The Forrester’s study had a number of other interesting findings, for instance:
- Profits not passion drive small businesses started post 2008. 54% of small businesses founded in the dark days of the recession consider their company a growth business (having an exit strategy) rather than lifestyle business, which is 15% higher than pre-recession companies. More than one-third of the founders of post-recession companies came from a position with a large (500+ employee) company
- Recession-born small businesses take dramatic and immediate advantage of the Cloud. 21% of accidental entrepreneurs have zero servers versus 5% of those founded before 2008. These small businesses trust more applications to the Cloud, with 51% deploying Cloud software and 26% having implemented Cloud security, compared to just 39% and 16% of pre-2008 small businesses, respectively.

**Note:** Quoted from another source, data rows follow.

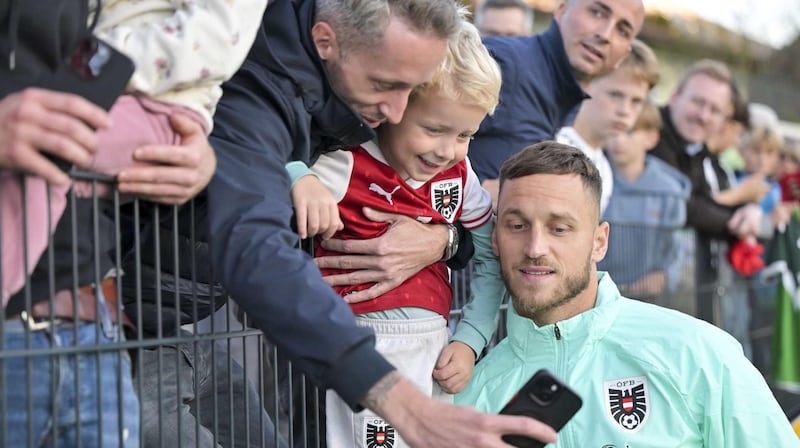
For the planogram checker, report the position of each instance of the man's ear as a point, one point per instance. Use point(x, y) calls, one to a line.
point(559, 11)
point(494, 238)
point(600, 242)
point(652, 137)
point(324, 37)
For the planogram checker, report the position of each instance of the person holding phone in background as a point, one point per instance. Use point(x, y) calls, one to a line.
point(648, 376)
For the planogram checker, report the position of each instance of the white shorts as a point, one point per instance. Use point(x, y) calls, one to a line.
point(412, 346)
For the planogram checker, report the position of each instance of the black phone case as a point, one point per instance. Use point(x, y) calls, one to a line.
point(100, 76)
point(555, 413)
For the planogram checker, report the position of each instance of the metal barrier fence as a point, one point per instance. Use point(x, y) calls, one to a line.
point(202, 375)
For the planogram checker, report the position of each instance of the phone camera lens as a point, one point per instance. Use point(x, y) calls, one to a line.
point(545, 390)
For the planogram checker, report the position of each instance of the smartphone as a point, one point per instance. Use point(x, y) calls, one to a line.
point(95, 71)
point(545, 398)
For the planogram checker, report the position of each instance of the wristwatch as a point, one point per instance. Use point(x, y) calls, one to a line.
point(452, 242)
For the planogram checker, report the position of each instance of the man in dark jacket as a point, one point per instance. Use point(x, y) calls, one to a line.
point(320, 73)
point(703, 99)
point(543, 76)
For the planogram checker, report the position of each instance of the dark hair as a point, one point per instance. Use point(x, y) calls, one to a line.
point(549, 157)
point(741, 109)
point(503, 4)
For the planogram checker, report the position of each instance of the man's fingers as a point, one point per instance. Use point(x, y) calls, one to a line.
point(378, 216)
point(301, 214)
point(519, 425)
point(60, 103)
point(184, 125)
point(353, 247)
point(165, 175)
point(360, 262)
point(178, 156)
point(163, 193)
point(376, 290)
point(40, 166)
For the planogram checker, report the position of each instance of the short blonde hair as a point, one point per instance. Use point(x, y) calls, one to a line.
point(713, 69)
point(641, 63)
point(468, 74)
point(649, 119)
point(762, 137)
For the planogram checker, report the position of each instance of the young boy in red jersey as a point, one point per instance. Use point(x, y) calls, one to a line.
point(418, 168)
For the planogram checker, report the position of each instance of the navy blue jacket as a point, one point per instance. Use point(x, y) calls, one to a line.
point(704, 214)
point(279, 107)
point(539, 92)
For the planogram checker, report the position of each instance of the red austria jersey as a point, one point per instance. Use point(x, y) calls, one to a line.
point(360, 177)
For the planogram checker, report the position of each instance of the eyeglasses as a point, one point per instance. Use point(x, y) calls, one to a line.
point(701, 103)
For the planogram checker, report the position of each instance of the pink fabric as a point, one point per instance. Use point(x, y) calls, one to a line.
point(136, 122)
point(37, 192)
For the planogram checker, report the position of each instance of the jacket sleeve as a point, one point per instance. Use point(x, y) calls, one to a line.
point(741, 412)
point(254, 253)
point(479, 321)
point(708, 217)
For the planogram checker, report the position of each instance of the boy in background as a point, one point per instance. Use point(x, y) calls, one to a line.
point(616, 101)
point(416, 167)
point(647, 209)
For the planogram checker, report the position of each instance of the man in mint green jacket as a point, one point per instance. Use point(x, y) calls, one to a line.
point(648, 376)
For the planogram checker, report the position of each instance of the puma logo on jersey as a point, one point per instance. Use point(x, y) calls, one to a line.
point(378, 189)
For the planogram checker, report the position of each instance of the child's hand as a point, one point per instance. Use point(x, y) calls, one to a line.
point(454, 367)
point(316, 209)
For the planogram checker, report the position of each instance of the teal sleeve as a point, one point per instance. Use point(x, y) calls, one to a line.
point(741, 412)
point(298, 169)
point(479, 319)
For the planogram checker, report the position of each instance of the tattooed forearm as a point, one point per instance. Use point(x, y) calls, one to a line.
point(376, 397)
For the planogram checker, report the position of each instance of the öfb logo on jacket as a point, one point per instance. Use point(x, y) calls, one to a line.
point(446, 197)
point(378, 433)
point(627, 402)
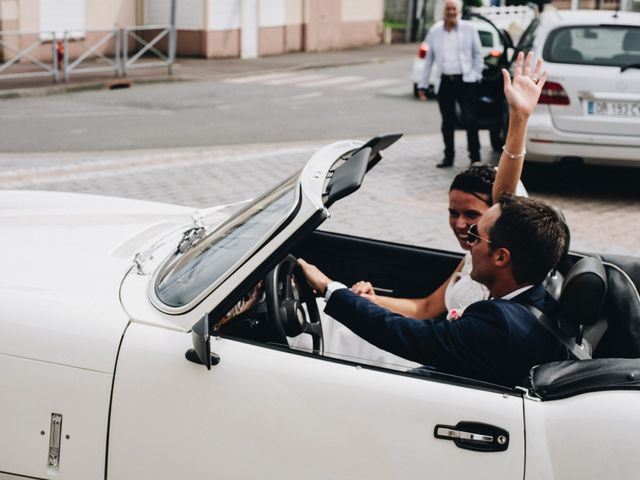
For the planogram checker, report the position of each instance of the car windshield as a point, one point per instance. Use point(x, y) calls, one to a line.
point(191, 276)
point(603, 45)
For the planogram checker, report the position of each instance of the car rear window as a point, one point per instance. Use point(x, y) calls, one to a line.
point(604, 45)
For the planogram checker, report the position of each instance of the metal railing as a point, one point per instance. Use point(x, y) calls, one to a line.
point(24, 54)
point(92, 52)
point(91, 59)
point(148, 46)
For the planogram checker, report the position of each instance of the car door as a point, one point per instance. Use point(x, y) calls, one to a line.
point(263, 412)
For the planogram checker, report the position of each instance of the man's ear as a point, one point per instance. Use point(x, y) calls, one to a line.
point(502, 257)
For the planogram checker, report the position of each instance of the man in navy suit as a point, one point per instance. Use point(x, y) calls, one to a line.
point(516, 242)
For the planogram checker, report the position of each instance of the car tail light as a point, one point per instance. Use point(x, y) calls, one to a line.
point(553, 94)
point(422, 51)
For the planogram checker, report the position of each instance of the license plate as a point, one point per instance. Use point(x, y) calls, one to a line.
point(613, 109)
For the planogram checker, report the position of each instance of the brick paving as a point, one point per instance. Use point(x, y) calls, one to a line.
point(404, 199)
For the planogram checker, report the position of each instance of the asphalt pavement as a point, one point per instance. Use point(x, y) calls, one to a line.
point(404, 199)
point(200, 69)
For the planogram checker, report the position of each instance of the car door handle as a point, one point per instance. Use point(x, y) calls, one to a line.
point(476, 436)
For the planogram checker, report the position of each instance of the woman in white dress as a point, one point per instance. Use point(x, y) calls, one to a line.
point(471, 194)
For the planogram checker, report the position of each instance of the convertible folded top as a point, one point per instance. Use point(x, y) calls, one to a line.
point(557, 380)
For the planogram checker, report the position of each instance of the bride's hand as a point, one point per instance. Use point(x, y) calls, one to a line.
point(524, 90)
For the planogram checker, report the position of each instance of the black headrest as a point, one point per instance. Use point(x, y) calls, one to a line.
point(583, 292)
point(631, 41)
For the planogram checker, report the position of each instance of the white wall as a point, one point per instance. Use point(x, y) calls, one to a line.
point(223, 14)
point(362, 10)
point(273, 13)
point(189, 13)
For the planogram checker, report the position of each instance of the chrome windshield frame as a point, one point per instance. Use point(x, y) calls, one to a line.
point(291, 184)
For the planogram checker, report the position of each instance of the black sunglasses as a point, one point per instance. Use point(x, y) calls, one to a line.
point(473, 236)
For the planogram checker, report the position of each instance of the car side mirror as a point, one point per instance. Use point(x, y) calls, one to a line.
point(201, 351)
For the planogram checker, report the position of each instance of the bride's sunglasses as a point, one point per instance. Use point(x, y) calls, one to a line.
point(473, 236)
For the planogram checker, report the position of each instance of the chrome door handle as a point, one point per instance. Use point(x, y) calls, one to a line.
point(447, 432)
point(476, 436)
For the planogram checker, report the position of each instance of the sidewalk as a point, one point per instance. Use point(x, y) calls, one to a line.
point(197, 69)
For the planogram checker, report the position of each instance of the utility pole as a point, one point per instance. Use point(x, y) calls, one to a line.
point(172, 35)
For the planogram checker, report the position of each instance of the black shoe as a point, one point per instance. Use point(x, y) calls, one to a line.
point(445, 164)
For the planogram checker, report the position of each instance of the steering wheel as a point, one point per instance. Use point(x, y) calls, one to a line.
point(286, 289)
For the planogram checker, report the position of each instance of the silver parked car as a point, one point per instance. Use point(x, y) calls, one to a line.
point(589, 110)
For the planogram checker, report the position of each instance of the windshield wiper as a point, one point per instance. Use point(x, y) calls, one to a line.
point(631, 65)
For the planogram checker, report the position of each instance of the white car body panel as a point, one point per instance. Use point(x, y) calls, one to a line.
point(590, 437)
point(557, 132)
point(31, 392)
point(81, 337)
point(91, 241)
point(546, 144)
point(231, 418)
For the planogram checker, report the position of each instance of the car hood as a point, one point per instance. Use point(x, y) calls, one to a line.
point(63, 259)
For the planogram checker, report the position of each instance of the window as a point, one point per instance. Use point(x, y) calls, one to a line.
point(486, 38)
point(594, 45)
point(193, 274)
point(61, 16)
point(526, 42)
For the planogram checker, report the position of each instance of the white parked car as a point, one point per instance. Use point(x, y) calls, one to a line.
point(114, 365)
point(589, 110)
point(492, 46)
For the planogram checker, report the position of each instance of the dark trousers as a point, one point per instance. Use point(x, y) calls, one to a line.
point(452, 90)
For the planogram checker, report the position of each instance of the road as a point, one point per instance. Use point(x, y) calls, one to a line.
point(204, 143)
point(321, 104)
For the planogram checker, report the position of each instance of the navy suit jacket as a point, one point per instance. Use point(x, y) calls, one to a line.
point(495, 340)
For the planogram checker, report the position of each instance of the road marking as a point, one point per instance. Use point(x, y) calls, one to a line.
point(258, 78)
point(105, 113)
point(295, 79)
point(330, 82)
point(112, 164)
point(381, 82)
point(307, 96)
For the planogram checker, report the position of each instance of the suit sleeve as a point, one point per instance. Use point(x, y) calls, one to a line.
point(466, 345)
point(478, 61)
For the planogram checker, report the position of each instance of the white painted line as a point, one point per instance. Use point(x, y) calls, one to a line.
point(259, 78)
point(307, 96)
point(330, 82)
point(105, 113)
point(381, 82)
point(296, 79)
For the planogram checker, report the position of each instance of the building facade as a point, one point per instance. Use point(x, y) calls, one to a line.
point(206, 28)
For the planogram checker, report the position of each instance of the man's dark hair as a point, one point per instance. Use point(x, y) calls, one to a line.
point(476, 179)
point(534, 234)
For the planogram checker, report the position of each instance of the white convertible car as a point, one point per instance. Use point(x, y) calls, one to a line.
point(115, 365)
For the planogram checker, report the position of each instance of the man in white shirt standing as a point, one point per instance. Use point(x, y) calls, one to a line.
point(454, 46)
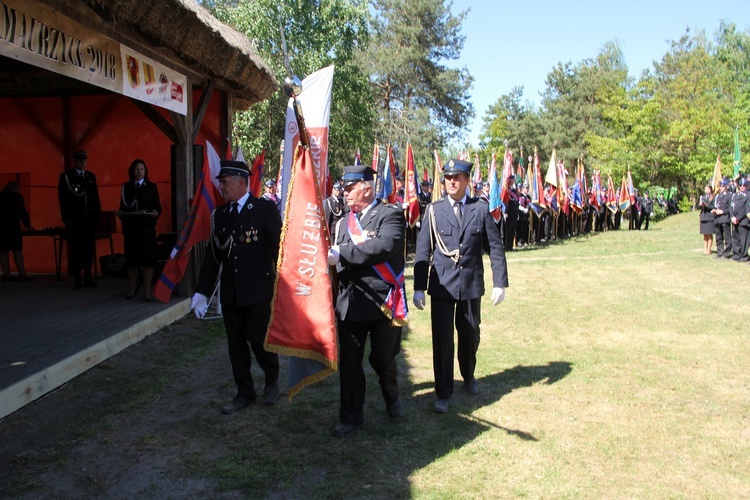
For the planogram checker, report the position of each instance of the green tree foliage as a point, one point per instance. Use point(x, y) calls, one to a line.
point(417, 97)
point(318, 33)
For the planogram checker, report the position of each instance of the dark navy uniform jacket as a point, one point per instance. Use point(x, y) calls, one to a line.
point(361, 291)
point(248, 248)
point(463, 280)
point(79, 198)
point(723, 201)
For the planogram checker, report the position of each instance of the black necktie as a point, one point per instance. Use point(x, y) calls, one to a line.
point(233, 213)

Interestingly, the research found that all small businesses are aggressively adopting Cloud storage and backup.
- Accidental entrepreneurs are better prepared to scale security. Accidental entrepreneurs are also 27% more confident that their current security solution will scale with their company’s growth over the next two years.
- More self-sufficient in making software decisions. Whether financial/accounting/ERP, collaboration or security software, accidental entrepreneurs base their decision on what software the founder used in their previous job or that they used as a consumer. They also strongly prefer known brands. On the other hand, the majority of pre-recession small businesses base their software decision on the recommendation of a value-added reseller (VAR). For collaboration software, the difference is especially striking, with 50% of pre-recession small businesses acting on the recommendation of a VAR, while 36% of post-recession small businesses chose software that the founder used in his former job or as a consumer.
To this end, software developers globally are redefining their products and service to maximise value to the business owner. The growth and development of the IT and security industry means that services and infrastructure can scale with your business, and is no longer a barrier to entry in terms of cost, availability or functionality. Entrepreneurs can stop worrying about IT solutions and focus on what really matters – growing their business and realising their vision.